Buxton traveled to Italy to teach a yoga course, with her boyfriend due to meet her there later. But that time apart gave her the chance to realize that she wanted to keep her baby. “When he arrived at the Airbnb, it was late and we went to sleep,” she recalled. “But the next day, I said, ‘What’s the worst case scenario about me having the baby?’ And he said, ‘That is the worst case scenario.’ I asked, ‘What’s the best case scenario?’ He replied, ‘There isn’t one.'”

It turned out that her boyfriend would leave her in the cruelest way; after she went for a walk, she came back to find out he had booked a flight home. “It was the middle of the night and I was pregnant and crying on the pavement outside an Italian Airbnb,” she said. “My boyfriend David [an alias] had just left me because I’d wanted to talk about why I might want to go through with my unexpected pregnancy. I felt like I was looking down on myself from above, watching us hug and cry, hearing him tell me he loved me but couldn’t cope with the situation. I could see him getting into the taxi and speeding off. And me, left behind, feeling broken and alone, in shock, thinking, ‘Did that really just happen?'”

Yet Buxton still remained strong. “When the doctor told me everything was going perfectly, it confirmed keeping the baby was the right thing to do,” she said. “I had one final conversation with David, telling him my decision, and I haven’t seen him since.”

Even her boyfriend’s mother urged her to have an abortion, rather than embrace her grandchild. “I spoke to his mum, who tried to get me to change my mind,” Buxton recounted. “‘It’s just a tablet and then you can forget about it,’ she said. It was a turning point. I knew it would just be me, the baby and my family. I could have been bitter, angry or upset. This wasn’t how I imagined I’d become a mum. But I didn’t want to mope around missing my ex. I chose to embrace my pregnancy.”

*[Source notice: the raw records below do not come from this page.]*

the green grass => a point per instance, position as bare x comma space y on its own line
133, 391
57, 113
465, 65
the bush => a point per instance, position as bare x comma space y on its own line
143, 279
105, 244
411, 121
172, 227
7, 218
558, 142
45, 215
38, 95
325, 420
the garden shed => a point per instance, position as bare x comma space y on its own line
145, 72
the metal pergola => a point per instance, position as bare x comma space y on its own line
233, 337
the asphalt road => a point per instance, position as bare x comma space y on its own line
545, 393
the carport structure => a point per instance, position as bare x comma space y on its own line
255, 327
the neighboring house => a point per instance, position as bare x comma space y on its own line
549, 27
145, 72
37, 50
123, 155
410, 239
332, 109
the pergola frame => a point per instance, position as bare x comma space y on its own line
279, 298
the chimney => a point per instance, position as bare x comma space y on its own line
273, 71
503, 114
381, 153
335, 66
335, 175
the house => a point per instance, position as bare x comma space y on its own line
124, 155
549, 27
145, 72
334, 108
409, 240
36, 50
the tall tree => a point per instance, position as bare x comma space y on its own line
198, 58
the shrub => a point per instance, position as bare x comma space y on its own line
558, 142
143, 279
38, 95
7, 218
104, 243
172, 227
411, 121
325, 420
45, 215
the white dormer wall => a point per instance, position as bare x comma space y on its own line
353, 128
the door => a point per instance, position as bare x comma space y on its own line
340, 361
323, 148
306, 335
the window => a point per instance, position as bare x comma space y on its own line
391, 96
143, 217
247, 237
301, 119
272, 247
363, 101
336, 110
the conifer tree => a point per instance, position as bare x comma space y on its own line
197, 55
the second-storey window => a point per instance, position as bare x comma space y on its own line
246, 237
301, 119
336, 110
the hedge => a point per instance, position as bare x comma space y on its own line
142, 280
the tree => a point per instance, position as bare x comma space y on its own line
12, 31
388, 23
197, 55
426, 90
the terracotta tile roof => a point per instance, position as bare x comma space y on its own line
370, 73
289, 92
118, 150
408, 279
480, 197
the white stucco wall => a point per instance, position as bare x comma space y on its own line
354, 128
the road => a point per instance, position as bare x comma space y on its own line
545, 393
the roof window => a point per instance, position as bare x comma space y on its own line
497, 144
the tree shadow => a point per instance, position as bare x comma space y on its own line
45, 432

Unlike her ex-boyfriend and his mother, Buxton’s family was supportive, allowing her and her son, Walter, to live with them until she could afford a place of their own last year.

“I’m independent and I’m happy with the dynamic of me, my son and my family,” she said, adding, “As well as my family, I’ve built up my own Single Mamas community online to share my thoughts and engage with other women. There’s still a stigma around single mums-to-be. Women who are single and pregnant often don’t talk about it and try to go under the radar until the baby appears.”

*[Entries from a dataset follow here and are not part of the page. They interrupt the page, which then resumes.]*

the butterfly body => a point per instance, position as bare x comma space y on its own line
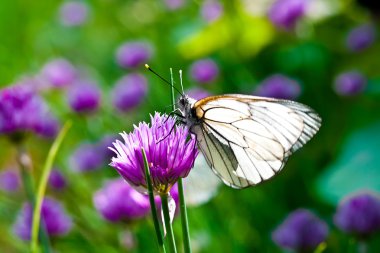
247, 139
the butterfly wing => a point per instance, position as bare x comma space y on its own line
247, 139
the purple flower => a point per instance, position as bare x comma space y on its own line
279, 86
133, 54
211, 10
204, 71
350, 83
86, 158
9, 180
59, 73
127, 240
359, 214
129, 92
169, 153
174, 4
197, 93
103, 147
84, 96
117, 200
286, 13
54, 218
301, 230
22, 110
361, 37
57, 180
73, 13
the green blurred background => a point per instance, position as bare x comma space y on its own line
247, 47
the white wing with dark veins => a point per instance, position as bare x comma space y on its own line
247, 139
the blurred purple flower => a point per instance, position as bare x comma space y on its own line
359, 214
129, 91
59, 72
84, 96
103, 147
211, 10
9, 180
197, 93
117, 201
73, 13
361, 37
300, 231
127, 240
279, 86
22, 110
286, 13
54, 218
34, 82
204, 71
350, 83
57, 180
86, 158
133, 54
174, 4
169, 153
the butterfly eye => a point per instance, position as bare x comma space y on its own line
182, 101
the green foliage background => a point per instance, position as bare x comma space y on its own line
247, 49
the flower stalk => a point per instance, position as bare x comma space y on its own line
168, 224
182, 203
42, 185
160, 241
25, 164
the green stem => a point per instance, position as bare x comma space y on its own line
160, 241
26, 167
43, 182
168, 224
184, 220
182, 203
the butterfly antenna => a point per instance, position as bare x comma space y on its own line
163, 79
180, 78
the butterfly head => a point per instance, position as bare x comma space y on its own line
185, 103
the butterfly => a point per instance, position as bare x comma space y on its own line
247, 139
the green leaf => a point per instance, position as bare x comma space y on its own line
357, 168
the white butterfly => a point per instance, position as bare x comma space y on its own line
247, 139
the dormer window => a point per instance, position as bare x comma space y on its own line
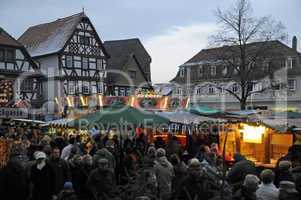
225, 70
84, 40
291, 63
235, 88
212, 70
10, 54
182, 72
2, 54
211, 89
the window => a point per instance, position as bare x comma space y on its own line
250, 86
291, 63
179, 91
71, 87
225, 70
235, 88
27, 85
10, 54
266, 66
182, 72
116, 91
201, 70
291, 84
122, 92
2, 54
213, 70
85, 63
211, 89
86, 89
276, 85
84, 40
132, 74
69, 60
99, 64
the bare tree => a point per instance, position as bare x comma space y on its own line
246, 42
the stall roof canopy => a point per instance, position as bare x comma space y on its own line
59, 122
119, 115
184, 117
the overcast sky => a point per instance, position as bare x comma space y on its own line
171, 30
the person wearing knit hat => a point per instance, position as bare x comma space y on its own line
161, 152
287, 191
194, 185
284, 172
267, 190
248, 189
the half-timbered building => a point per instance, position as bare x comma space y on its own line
128, 67
71, 54
20, 78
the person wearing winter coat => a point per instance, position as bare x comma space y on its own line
284, 172
248, 188
105, 153
180, 169
67, 193
195, 186
61, 169
287, 191
14, 181
101, 181
42, 177
165, 173
238, 172
267, 190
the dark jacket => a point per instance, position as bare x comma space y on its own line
43, 182
67, 195
192, 189
79, 180
285, 195
244, 194
239, 171
61, 171
14, 182
102, 183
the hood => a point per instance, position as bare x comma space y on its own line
164, 162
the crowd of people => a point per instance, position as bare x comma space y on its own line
43, 167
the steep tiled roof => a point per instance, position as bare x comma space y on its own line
7, 39
274, 47
121, 50
50, 37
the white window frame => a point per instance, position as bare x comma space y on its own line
198, 91
71, 87
294, 84
225, 70
213, 70
279, 84
182, 72
235, 85
85, 63
69, 62
201, 71
211, 90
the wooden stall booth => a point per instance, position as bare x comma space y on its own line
257, 142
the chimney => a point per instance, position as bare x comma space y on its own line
294, 43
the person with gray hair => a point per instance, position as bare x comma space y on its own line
267, 190
248, 188
287, 191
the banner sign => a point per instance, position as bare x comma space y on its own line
13, 113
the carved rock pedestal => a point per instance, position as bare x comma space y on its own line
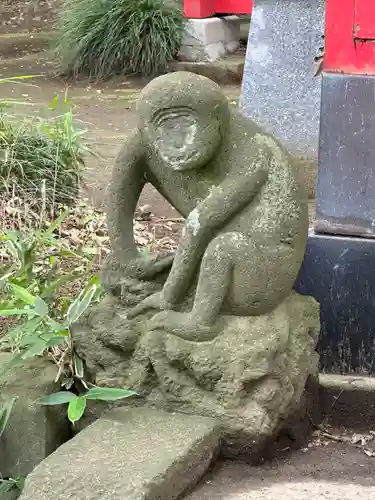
258, 376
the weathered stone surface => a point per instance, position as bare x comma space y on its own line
33, 431
216, 329
251, 377
210, 38
280, 91
129, 454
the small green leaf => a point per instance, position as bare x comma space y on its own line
76, 409
58, 398
78, 366
56, 223
109, 393
24, 294
16, 312
37, 346
54, 102
41, 308
79, 306
56, 341
5, 412
15, 361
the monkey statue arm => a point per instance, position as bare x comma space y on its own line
222, 205
128, 179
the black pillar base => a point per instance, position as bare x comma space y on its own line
339, 272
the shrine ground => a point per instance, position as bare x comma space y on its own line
326, 470
329, 471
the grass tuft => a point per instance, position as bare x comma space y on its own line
41, 160
101, 38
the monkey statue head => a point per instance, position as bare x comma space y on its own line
183, 118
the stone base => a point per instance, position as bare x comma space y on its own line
132, 454
251, 377
339, 272
33, 431
210, 39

READ: Study suggests abortion pill complications are underreported, and ERs are managing the majority

It was her effort to fight that stigma that led her to write “The Single Mama’s Guide to Pregnancy.” Buxton said, “My advice to other single pregnant women is to seek support. That’s where I come in. There are issues that don’t get spoken about when it comes to singledom in pregnancy – such as feeling like abortion might be the only option or how to cope if you’re leaving an abusive relationship. These issues aren’t in your classic guide, which presumes a man is around. I wanted to help women come to terms with things not working out the way they had expected – and then be able to bond with their babies free of guilt, resentment or shame.”

According to reviews, her book has done the job.

“This book will open your mind to how motherhood is a sacred experience even for the pregnant single Mamas out there,” one reviewer wrote on Amazon. “A woman can have a positive pregnancy, birth, and transition into motherhood even when a Father has chosen not to participate. A pregnant single Mother can take the devoted love she has for her child and turn it into a beautiful journey.”